From the skimr package, Table 2 shows us the main characteristics of our raw training data. There are no missing values and it has a 100% fill rate. All variables are of the type character. The Consumer complaint narrative has the most unique values, followed unique Zip code. Looking at the ‘Submitted via’ feature we notice that there is only one unique value. Further inspection shows that every entry is “Web”. Since this will offer nothing in terms of predictive power we will drop this feature.
| type | variable | n_missing | complete_rate | min | max | empty | n_unique | whitespace |
|---|---|---|---|---|---|---|---|---|
| character | Product | 0 | 1 | 8 | 27 | 0 | 4 | 0 |
| character | Consumer complaint narrative | 0 | 1 | 12 | 32317 | 0 | 90240 | 0 |
| character | Company | 0 | 1 | 4 | 82 | 0 | 1497 | 0 |
| character | State | 0 | 1 | 2 | 36 | 0 | 62 | 0 |
| character | ZIP code | 0 | 1 | 4 | 5 | 0 | 5484 | 0 |
| character | Submitted via | 0 | 1 | 3 | 3 | 0 | 1 | 0 |
Tidy - product names: credit_card, mortgage, student_loan, vehicle
The zip_code feature currently have 5484 unique values. Some of those values are an identifiable 5-digit zip code, some are listed as “none”, and others have only the first 3-digits and XX for the last two digits. From Wikipedia, the very first digit of the U.S. zip code denotes a region. The second and third digit represent the sectional center facility (or localized processing center). The fourth and fifth represent the area of the city/town/village. If we select the first 3 digits of the zip_code, then we get 832 unique identifiers. In terms of time complexity 832 dummy encodings is way too many. Therefore, we will reduce zip_code to only the first number using str_extract() from the stringr package. The new feature consists of the ten digits 0-9 and ‘N’ as a place holder for “none”. This new feature is named zip_region.

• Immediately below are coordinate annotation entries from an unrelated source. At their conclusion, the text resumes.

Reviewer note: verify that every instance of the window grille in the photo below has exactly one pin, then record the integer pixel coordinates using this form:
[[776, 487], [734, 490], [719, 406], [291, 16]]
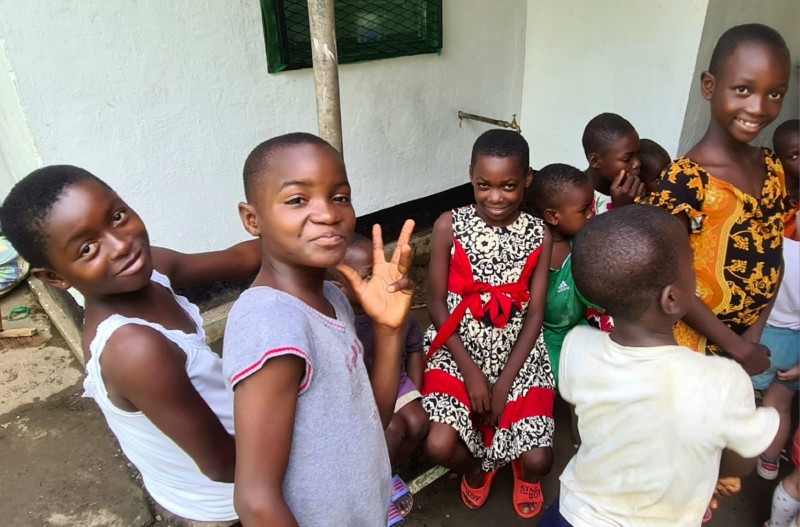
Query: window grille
[[365, 30]]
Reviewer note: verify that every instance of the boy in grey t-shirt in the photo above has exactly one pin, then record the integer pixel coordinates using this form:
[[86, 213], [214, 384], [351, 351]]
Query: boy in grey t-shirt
[[338, 449], [308, 419]]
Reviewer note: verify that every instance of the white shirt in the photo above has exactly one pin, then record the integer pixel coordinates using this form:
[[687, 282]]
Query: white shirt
[[653, 423], [170, 475], [786, 312]]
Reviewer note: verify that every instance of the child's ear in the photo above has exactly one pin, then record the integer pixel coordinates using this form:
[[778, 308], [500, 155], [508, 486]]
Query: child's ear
[[50, 277], [707, 83], [550, 216], [668, 301], [249, 219]]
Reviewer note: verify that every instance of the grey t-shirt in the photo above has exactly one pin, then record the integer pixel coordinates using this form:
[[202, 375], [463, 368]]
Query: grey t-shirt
[[338, 471]]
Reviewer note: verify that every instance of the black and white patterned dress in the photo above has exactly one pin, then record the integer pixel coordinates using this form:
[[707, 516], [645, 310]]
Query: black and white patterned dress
[[498, 257]]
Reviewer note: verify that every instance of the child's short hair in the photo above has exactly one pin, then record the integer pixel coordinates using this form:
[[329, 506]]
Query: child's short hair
[[549, 182], [603, 130], [650, 150], [785, 130], [26, 209], [259, 159], [623, 259], [733, 37], [501, 143]]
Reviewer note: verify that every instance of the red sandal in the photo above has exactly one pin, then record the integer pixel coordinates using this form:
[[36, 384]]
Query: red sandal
[[475, 498], [526, 493]]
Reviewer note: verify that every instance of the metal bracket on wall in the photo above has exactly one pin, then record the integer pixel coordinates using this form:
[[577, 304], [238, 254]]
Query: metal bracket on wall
[[497, 122]]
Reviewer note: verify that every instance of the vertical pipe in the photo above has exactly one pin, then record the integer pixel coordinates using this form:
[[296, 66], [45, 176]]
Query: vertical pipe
[[326, 71]]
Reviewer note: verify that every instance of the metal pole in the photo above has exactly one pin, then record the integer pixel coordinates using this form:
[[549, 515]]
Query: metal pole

The results of the skim in Table 2 told us that there are 62 unique values here. This is simply too many to convert to a dummy variable. In an effort to keeping the state feature, and the fact that I currently reside in the “Midwest” of the U.S., we consider reducing down these state/territory values into smaller regions. Wikipedia provided material to enable us to cluster the states. Using fct_collapse() from the forcats package allowed us to create three new features from the state data. The U.S. Census Bureau cluster the 50 states together into four regions, named census_region. The ten Standard Federal Regions (used by the Office of Management and Budget) takes the 50 states and some of the territories to then break those into 10 subgroups using Roman Numerals, named omb_region. The last set of grouping follows the Bureau of Economic Analysis where all of the 50 states and some of the territories are put into 8 sub-regions, named bea_region. For each of these new features if a state value was not included within the defined regions, then those values are coded as “other”.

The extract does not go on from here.